Basic Row Forms

 

 

Imagine that you wish to write a serial piece. Aside from such important considerations as performance medium, rhythm, texture, form, and overall structure of the piece (remember this is music), you would want to devote a great deal of time and thought to your Po, since the pitch structure of the entire work will be derived from it. Composers devoted a great deal of time to this task, and came up with some interesting types of Po's, as described below.

 

All-interval Row: a tone row containing one example of each interval from the m2-M7. The distance between the first and last note is always a tritone. Between adjacent notes of the row there will be two examples of each interval class except 6, which will be represented only once. Once a Po of this variety is set up, it's possible to write a 12-tone melody which contains the maximum of intervallic variety--all eleven intervals from the m2 to the M7. Luigi Dallapiccola and Alban Berg are known for using all-interval rows.

Derived Row: this type of row is constructed from transformations of a smaller set. For example, one might write a 3-pitch set (say, 0,1,4) and then state it in its P, I, R, and RI forms. Thus there's maximal pitch-class unity here: the tone row Po and any transposition or transformation of it will automatically have (014) sets as well. Anton Webern was particularly fond of derived rows, using them in several of his works.

Symmetrical Row: a tone row constructed with internal symmetries (some R form will be identical to some P form, or perhaps some R form will be identical to some I form; in other words, R=Pt or R=It). This type of tone row reduces the number of distinct row forms from 48 down to 24. Anton Webern was fond of symmetrical rows.

Embedded Subsets: this denotes a tone row which contains recurring subsets (e.g. 0,1,6 appears more than once). Nore carefully the difference between a derived row and a row which contains embedded subsets: a derived row is created exclusively from a smaller set (usually a trichord or tetrachord), while a row with embedded subsets simply shows the presence of several identical sets (typically a trichord or tetrachord). In a sense, a derived row is a very special type of row with embedded subsets. Virtually all serial composers write tone rows with embedded subsets, as it provides a built-in motivic unity.

Tonal Implications in a Tone Row: some composers, in particular Dallapiccola and Berg, write their Po's in such a way that they contain tonal implications--perhaps a triad or two, or a seventh chord, or a scale fragment, and so on. Berg's Violin Concerto contains the ultimate in tinal tone rows: it's made up of broken thirds with a bit of whole tone at the end.
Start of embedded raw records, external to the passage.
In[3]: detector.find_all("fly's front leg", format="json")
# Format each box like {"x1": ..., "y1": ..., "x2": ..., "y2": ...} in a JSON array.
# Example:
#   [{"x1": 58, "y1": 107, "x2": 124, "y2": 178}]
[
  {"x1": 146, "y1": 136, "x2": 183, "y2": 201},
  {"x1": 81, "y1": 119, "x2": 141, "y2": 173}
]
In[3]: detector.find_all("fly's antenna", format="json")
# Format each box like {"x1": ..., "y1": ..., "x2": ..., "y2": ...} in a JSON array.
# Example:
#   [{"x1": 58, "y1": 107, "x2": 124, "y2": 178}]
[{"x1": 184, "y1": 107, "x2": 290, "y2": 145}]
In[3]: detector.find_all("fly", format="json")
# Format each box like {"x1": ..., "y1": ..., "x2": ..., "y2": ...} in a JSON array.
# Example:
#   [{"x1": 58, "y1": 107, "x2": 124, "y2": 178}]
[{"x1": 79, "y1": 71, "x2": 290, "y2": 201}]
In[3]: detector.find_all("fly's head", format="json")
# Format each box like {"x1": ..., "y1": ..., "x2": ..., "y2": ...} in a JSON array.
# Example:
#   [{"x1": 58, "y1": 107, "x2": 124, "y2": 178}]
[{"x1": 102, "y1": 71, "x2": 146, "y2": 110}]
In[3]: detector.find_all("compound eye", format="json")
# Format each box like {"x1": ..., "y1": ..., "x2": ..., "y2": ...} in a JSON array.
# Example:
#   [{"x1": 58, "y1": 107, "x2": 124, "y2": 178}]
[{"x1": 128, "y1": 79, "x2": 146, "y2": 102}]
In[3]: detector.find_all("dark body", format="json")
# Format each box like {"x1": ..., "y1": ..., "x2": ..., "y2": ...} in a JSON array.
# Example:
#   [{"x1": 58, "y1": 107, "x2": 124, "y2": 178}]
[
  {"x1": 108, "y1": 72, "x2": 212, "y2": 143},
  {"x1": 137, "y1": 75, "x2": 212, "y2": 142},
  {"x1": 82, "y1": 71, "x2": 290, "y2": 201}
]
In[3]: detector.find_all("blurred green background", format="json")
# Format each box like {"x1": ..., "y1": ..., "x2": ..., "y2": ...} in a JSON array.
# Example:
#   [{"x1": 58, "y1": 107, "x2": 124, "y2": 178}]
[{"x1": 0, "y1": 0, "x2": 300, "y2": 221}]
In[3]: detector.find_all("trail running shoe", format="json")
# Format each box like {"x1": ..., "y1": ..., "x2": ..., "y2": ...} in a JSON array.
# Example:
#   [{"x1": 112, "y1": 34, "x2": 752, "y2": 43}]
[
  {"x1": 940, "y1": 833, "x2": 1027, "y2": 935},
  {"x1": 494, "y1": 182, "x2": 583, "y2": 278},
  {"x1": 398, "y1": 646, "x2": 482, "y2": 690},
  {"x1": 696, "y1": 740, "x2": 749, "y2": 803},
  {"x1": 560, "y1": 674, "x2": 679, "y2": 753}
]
G Bb D F# A C E G# B C# D# F

Source Sets: tone rows where the hexachordal content is determined but the hexachordal ordering is not. The composer Josef Hauer was experimenting with unordered hexachords, the combination of which created 12-tone rows, at about the same time that Schoenberg was developing the 12-tone system. In essence, Schoenberg "won out" because his system was more completely and rigorously developed than Hauer's.